Gabriella Demczuk was a finalist for the award in 2016 for “Baltimore Sings the Blues,” about the effects of police violence on communities in that city. Many photographers have covered the story since Freddie Gray died while in police custody in 2015, Lubben notes. But Demczuk’s project stood out because “she was looking at the community as a whole and the way the issue was playing out in different parts of the city. It was a combination of an important story, and someone with a strong, confident eye who wasn’t taking a head-on approach, but trying to do something more complex and nuanced.”
Like Villasana, Zalcman emphasized the importance of research in successful grant applications. “It makes a huge difference if you can prove that you understand the historical context of your work, [and] that you’ve become a true expert in the story you’re documenting,” Zalcman says.
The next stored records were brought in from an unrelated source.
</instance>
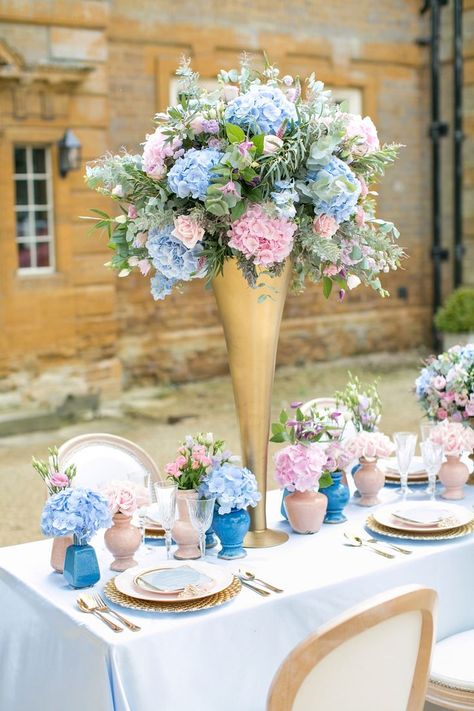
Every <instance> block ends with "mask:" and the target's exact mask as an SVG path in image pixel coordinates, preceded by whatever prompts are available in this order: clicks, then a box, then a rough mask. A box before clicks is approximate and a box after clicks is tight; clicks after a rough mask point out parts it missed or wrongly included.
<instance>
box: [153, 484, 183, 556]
mask: <svg viewBox="0 0 474 711" xmlns="http://www.w3.org/2000/svg"><path fill="white" fill-rule="evenodd" d="M153 487H154V489H155V496H156V508H157V514H158V518H159V520H160V523H161V525H162V526H163V528H164V531H165V543H166V558H167V559H168V560H169V559H170V558H171V529H172V528H173V526H174V522H175V519H176V493H177V491H178V486H177V484H170V482H168V481H156V482H155V483H154V484H153Z"/></svg>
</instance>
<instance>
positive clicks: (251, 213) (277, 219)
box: [227, 204, 297, 266]
mask: <svg viewBox="0 0 474 711" xmlns="http://www.w3.org/2000/svg"><path fill="white" fill-rule="evenodd" d="M296 229H297V228H296V224H295V223H294V222H291V221H290V220H287V219H286V218H284V217H270V216H269V215H268V214H267V213H266V212H265V211H264V209H263V208H262V206H261V205H257V204H255V205H251V206H250V207H248V208H247V210H246V211H245V212H244V214H243V215H242V217H240V218H239V219H238V220H235V222H233V223H232V225H231V228H230V230H229V231H228V233H227V234H228V236H229V237H230V240H229V247H232V248H233V249H237V250H239V251H240V252H242V254H243V255H244V256H245V257H247V259H252V260H253V262H254V264H262V265H264V266H269V265H270V264H275V263H278V262H283V261H284V260H285V259H286V257H287V256H288V255H289V254H290V252H291V249H292V247H293V235H294V233H295V232H296Z"/></svg>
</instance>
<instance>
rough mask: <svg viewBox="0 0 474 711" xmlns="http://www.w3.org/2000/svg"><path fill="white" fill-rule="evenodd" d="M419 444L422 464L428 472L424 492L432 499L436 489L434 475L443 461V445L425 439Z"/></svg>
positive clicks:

Both photographers also emphasized the importance of applying for as many grants as you can. Zalcman says doing that has taught her “how to be concise and compelling” and “how to make people care about your stories as much as you do.” Villasana says that applying for grants helps her reflect on what she’s doing and why it’s important, and how she can improve her work.
Lubben’s advice to photographers is not to hesitate to apply. She recalls seeing “work that was amazing” at a portfolio review, and asking the photographer why she hadn’t applied for the Inge Morath Award. “She said, ‘I didn’t think I was ready,’” Lubben recalls. “Apply for everything you can, because it’s good experience to do that and have people see your work. Don’t be shy.”
She also advises would-be applicants to make sure they choose the right body of work for submission. “Not necessarily the project that has gotten the most play, but the one you’re most passionate about, that you feel is the most original and exciting, and is going to show you best. Be self-critical, and maybe get feedback from others who know your work and can give you advice about what body of work to put forward.”